Pubblicato il 24 Giugno 2026
Immaginare la mobilità di domani significa guardare oltre l’asfalto, puntando dritti verso la protezione dei flussi digitali che stanno progressivamente accompagnando ogni chilometro dei nostri viaggi. Questa visione è stata al centro del convegno svoltosi a Roma lo scorso 17 giugno, intitolato “AI e Cybersecurity per la mobilità di persone e merci”. Occasione in cui TTS Italia (l’Associazione Nazionale per la Telematica per i Trasporti e la Sicurezza) ha presentato un position paper dedicato al tema, realizzato grazie anche alla cooperazione tecnica del Cluster Nazionale Trasporti.
L’incontro ha offerto una panoramica dettagliata sulle trasformazioni in atto, fungendo da preludio a un impegno istituzionale ancora più ampio: il Ministero delle Infrastrutture e dei Trasporti (MIT) ha infatti affidato a TTS il compito di redigere il prossimo piano nazionale ITS. Un incarico che rinnoverà la collaborazione tecnica con il Cluster Trasporti insieme ad altre associazioni di categoria, al fine di arrivare ad una proposta di Piano condivisa con tutti gli stakeholder interessati.

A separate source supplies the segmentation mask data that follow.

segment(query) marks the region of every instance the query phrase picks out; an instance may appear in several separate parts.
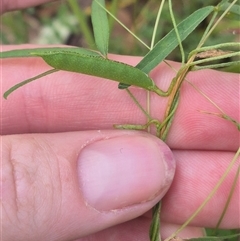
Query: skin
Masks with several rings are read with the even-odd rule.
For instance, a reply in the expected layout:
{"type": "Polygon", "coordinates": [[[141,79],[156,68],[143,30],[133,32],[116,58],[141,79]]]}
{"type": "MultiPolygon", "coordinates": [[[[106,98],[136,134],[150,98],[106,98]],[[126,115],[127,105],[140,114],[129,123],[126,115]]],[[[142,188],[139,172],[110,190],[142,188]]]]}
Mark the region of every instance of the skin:
{"type": "MultiPolygon", "coordinates": [[[[9,0],[3,2],[4,8],[1,11],[44,2],[46,1],[9,0]]],[[[3,46],[2,50],[16,48],[22,46],[3,46]]],[[[132,65],[140,60],[137,57],[114,55],[110,58],[132,65]]],[[[175,68],[179,67],[178,63],[170,63],[175,68]]],[[[4,60],[1,91],[47,69],[49,67],[37,58],[4,60]]],[[[173,76],[173,71],[165,64],[160,64],[151,73],[160,88],[166,88],[173,76]]],[[[239,121],[239,75],[206,70],[190,73],[188,80],[229,116],[239,121]]],[[[146,103],[145,91],[132,88],[132,92],[140,103],[146,103]]],[[[166,99],[156,95],[152,95],[151,99],[152,116],[161,119],[166,99]]],[[[162,202],[163,238],[198,208],[224,173],[239,146],[239,133],[232,123],[201,113],[201,110],[217,112],[201,94],[184,83],[179,108],[167,139],[177,168],[172,185],[162,202]]],[[[11,240],[12,237],[17,240],[148,240],[151,217],[147,210],[162,198],[161,194],[146,201],[150,197],[148,191],[143,190],[143,203],[118,208],[114,212],[96,213],[86,203],[79,201],[83,194],[76,191],[78,187],[74,189],[75,186],[72,185],[75,183],[75,153],[79,151],[80,143],[84,144],[98,136],[95,130],[102,130],[104,136],[111,138],[121,136],[127,142],[132,136],[137,140],[143,134],[114,130],[112,124],[145,122],[145,116],[125,91],[117,89],[115,82],[68,72],[55,73],[45,80],[26,85],[9,96],[7,101],[2,100],[3,240],[11,240]],[[29,135],[30,133],[32,134],[29,135]],[[21,165],[16,165],[15,160],[21,165]],[[37,161],[41,165],[36,166],[34,163],[37,161]],[[16,173],[20,176],[16,176],[16,173]],[[66,175],[61,175],[62,173],[66,175]],[[34,178],[30,178],[25,185],[28,176],[34,178]],[[50,180],[47,182],[48,189],[44,185],[46,180],[50,180]],[[34,200],[31,198],[33,195],[34,200]],[[24,197],[24,202],[15,202],[21,197],[24,197]]],[[[153,138],[150,134],[144,137],[149,140],[153,138]]],[[[138,144],[137,141],[131,141],[130,145],[134,149],[138,144]]],[[[107,145],[105,148],[108,151],[107,145]]],[[[135,153],[136,164],[140,152],[138,150],[135,153]]],[[[140,154],[147,155],[146,158],[150,155],[140,154]]],[[[182,232],[182,237],[201,236],[203,230],[199,227],[216,225],[237,171],[237,164],[191,226],[182,232]]],[[[139,166],[139,170],[146,168],[147,165],[144,164],[139,166]]],[[[124,174],[119,173],[119,176],[122,175],[124,174]]],[[[150,183],[149,179],[145,177],[138,188],[141,189],[143,183],[150,183]]],[[[133,194],[129,193],[130,195],[133,194]]],[[[239,227],[238,183],[221,228],[239,227]]]]}

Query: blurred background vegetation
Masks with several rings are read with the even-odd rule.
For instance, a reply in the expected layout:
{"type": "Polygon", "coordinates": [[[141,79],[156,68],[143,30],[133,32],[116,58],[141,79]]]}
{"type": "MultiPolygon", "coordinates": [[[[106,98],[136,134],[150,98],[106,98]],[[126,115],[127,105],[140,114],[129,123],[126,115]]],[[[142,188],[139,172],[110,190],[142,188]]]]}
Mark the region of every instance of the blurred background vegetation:
{"type": "MultiPolygon", "coordinates": [[[[107,8],[144,42],[150,45],[159,0],[109,0],[107,8]]],[[[219,0],[173,1],[177,22],[206,5],[217,5],[219,0]]],[[[91,26],[91,0],[55,1],[53,3],[5,13],[1,19],[1,44],[67,44],[96,49],[91,26]]],[[[144,55],[147,49],[137,42],[111,17],[109,52],[144,55]]],[[[209,19],[184,41],[188,54],[201,38],[209,19]]],[[[173,28],[167,4],[164,6],[156,39],[161,39],[173,28]]],[[[239,41],[239,19],[225,18],[206,45],[239,41]]],[[[168,59],[180,60],[176,49],[168,59]]]]}
{"type": "MultiPolygon", "coordinates": [[[[22,11],[5,13],[1,17],[1,44],[67,44],[72,46],[96,49],[91,25],[91,0],[55,1],[22,11]]],[[[176,22],[206,5],[217,5],[218,0],[178,0],[173,1],[176,22]]],[[[131,29],[145,43],[150,45],[155,18],[159,8],[159,0],[108,0],[107,8],[131,29]]],[[[147,49],[137,42],[112,18],[110,20],[109,52],[126,55],[144,55],[147,49]]],[[[224,18],[205,45],[240,40],[240,19],[224,18]]],[[[193,50],[209,19],[183,42],[186,54],[193,50]]],[[[167,4],[164,6],[156,40],[167,34],[171,23],[167,4]]],[[[180,61],[181,55],[176,49],[168,59],[180,61]]],[[[240,230],[219,230],[220,235],[239,233],[240,230]]],[[[212,229],[207,229],[211,235],[212,229]]],[[[216,234],[216,233],[215,233],[216,234]]],[[[232,239],[238,241],[236,237],[232,239]]]]}

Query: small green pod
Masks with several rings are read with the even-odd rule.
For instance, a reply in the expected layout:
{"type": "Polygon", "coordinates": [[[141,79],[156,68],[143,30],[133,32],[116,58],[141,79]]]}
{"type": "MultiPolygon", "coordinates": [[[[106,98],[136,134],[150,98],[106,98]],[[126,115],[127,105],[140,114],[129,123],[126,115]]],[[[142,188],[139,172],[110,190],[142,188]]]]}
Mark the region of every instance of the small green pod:
{"type": "Polygon", "coordinates": [[[124,63],[104,59],[98,56],[82,55],[74,52],[42,52],[32,55],[40,56],[50,66],[114,80],[127,85],[135,85],[147,90],[156,88],[153,80],[143,71],[124,63]]]}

In questa fase di pianificazione, in particolare, il Cluster coinvolgerà i propri rappresentanti ITS del Comitato di Indirizzo Strategico e di Gestione e Comitato Scientifico per assicurare una visione d’insieme coerente con le necessità del settore a livello nazionale.

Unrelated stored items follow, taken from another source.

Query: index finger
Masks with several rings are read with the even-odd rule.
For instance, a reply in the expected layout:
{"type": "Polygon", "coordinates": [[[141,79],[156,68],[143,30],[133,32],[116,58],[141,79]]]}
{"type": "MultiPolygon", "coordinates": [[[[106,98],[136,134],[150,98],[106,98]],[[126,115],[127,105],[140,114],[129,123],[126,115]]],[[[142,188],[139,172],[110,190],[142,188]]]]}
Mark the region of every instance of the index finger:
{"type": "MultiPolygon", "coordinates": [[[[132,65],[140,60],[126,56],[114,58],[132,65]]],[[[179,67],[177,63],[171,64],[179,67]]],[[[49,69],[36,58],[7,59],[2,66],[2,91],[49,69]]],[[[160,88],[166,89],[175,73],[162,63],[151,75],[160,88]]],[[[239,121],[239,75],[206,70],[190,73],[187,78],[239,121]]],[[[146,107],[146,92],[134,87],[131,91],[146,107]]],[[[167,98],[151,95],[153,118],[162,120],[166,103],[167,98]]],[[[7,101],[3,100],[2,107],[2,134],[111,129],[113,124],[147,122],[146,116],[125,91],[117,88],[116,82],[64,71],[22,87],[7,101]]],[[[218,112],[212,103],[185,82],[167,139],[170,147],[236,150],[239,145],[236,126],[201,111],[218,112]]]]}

L’incontro dello scorso 17 giugno ha trasformato la capitale in un centro di analisi programmatica sulla trasformazione informatica dei collegamenti stradali e ferroviari. Al centro dell’evento, il fatto che la digitalizzazione non sia più un elemento di contorno, mail vero pilastro di ogni spostamento moderno. Il dialogo si è focalizzato soprattutto sulla necessità di governare un cambiamento, quello digitale, che tocca da vicino sia la vita dei passeggeri sia l’efficienza della logistica merci. Durante il convegno è emerso con chiarezza che l’interconnessione tra veicoli e strade intelligenti richiede una risposta coordinata per non trasformare i benefici della tecnologia in nuove vulnerabilità.

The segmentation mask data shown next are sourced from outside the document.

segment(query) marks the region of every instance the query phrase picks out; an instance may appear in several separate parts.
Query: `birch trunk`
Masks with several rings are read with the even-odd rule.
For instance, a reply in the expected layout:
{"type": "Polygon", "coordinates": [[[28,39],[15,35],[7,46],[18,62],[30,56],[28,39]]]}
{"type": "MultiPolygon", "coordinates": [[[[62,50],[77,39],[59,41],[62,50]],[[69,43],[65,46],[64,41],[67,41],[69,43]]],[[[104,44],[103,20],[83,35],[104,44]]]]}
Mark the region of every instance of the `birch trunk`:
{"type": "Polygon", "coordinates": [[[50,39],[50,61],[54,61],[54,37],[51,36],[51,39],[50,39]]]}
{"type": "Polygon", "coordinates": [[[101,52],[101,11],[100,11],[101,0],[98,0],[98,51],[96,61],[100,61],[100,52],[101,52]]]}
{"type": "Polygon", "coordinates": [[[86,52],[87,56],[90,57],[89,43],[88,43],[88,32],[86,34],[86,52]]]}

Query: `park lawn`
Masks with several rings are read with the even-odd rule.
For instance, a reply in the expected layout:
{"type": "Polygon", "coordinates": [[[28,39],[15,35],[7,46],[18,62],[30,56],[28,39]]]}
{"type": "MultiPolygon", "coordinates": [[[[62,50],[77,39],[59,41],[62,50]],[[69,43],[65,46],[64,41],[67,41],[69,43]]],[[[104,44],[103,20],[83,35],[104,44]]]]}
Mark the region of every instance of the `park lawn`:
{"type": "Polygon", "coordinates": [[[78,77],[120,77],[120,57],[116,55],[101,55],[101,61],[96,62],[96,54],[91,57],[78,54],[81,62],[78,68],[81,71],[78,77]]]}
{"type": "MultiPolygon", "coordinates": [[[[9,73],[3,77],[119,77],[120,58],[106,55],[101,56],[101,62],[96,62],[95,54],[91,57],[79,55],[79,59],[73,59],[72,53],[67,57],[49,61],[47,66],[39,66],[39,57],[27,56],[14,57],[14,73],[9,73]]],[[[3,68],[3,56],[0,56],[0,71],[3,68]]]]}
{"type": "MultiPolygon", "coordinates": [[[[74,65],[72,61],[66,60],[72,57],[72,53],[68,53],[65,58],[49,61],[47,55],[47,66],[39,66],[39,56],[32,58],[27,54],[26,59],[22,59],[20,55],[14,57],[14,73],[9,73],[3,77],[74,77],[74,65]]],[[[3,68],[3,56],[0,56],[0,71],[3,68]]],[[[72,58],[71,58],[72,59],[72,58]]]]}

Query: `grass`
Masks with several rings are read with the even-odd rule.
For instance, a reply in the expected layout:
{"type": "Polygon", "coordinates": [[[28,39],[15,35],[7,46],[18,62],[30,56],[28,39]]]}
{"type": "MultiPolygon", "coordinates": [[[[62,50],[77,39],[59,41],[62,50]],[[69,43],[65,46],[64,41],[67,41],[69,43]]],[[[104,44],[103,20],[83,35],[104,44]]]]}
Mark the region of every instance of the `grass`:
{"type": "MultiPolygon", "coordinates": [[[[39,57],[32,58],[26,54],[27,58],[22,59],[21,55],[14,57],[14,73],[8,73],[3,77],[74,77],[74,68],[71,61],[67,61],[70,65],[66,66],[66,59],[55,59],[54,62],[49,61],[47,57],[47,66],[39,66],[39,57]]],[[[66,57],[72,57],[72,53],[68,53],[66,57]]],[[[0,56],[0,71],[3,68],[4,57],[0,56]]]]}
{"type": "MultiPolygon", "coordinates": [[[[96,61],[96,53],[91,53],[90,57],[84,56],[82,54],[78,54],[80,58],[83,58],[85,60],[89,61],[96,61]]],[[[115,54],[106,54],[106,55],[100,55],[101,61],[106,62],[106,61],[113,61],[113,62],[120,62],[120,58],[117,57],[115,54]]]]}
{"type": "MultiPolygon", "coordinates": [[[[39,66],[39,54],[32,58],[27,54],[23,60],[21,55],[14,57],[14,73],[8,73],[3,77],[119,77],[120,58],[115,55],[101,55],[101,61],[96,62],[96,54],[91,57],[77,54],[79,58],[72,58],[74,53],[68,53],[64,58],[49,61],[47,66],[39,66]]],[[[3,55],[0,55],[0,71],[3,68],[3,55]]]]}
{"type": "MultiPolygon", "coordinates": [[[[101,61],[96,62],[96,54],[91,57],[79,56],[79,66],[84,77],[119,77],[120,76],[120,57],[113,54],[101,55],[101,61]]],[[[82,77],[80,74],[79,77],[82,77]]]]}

Il position paper al centro dei lavori è l’esito di un complesso sforzo collettivo che ha visto la partecipazione di numerosi associati ed esperti di settore. Dallo studio emerge che le vecchie metodologie di protezione informatica sono ormai inadeguate di fronte alla velocità degli attacchi automatizzati. La nuova rotta prevede, invece, l’utilizzo dell’intelligenza artificiale quale motore di analisi dinamica e adattiva, in grado di scansionare volumi di dati senza precedenti per intercettare minacce silenti che potrebbero sfuggire alle metodologie di protezione convenzionali. Un approccio che permette così di passare da una logica reattiva a una proattiva, dove la minaccia viene neutralizzata prima di poter causare un impatto reale sul traffico.
Uno dei punti principali discussi riguarda l’integrazione della sicurezza sin dalle prime fasi di sviluppo di ogni componente tecnologica. Gli esperti concordano sul fatto che ogni sensore o centralina debba possedere un’identità digitale certificata e non manipolabile. In un ecosistema dove tutto è connesso e interconnesso, infatti, la protezione non può essere un elemento aggiunto in un secondo momento, ma deve essere nativa, garantendo che i sistemi di guida e di gestione del traffico siano isolati da possibili incursioni esterne. Questo modello di “resilienza progettuale” è considerato fondamentale per mantenere alta la fiducia degli utenti verso i nuovi servizi di mobilità.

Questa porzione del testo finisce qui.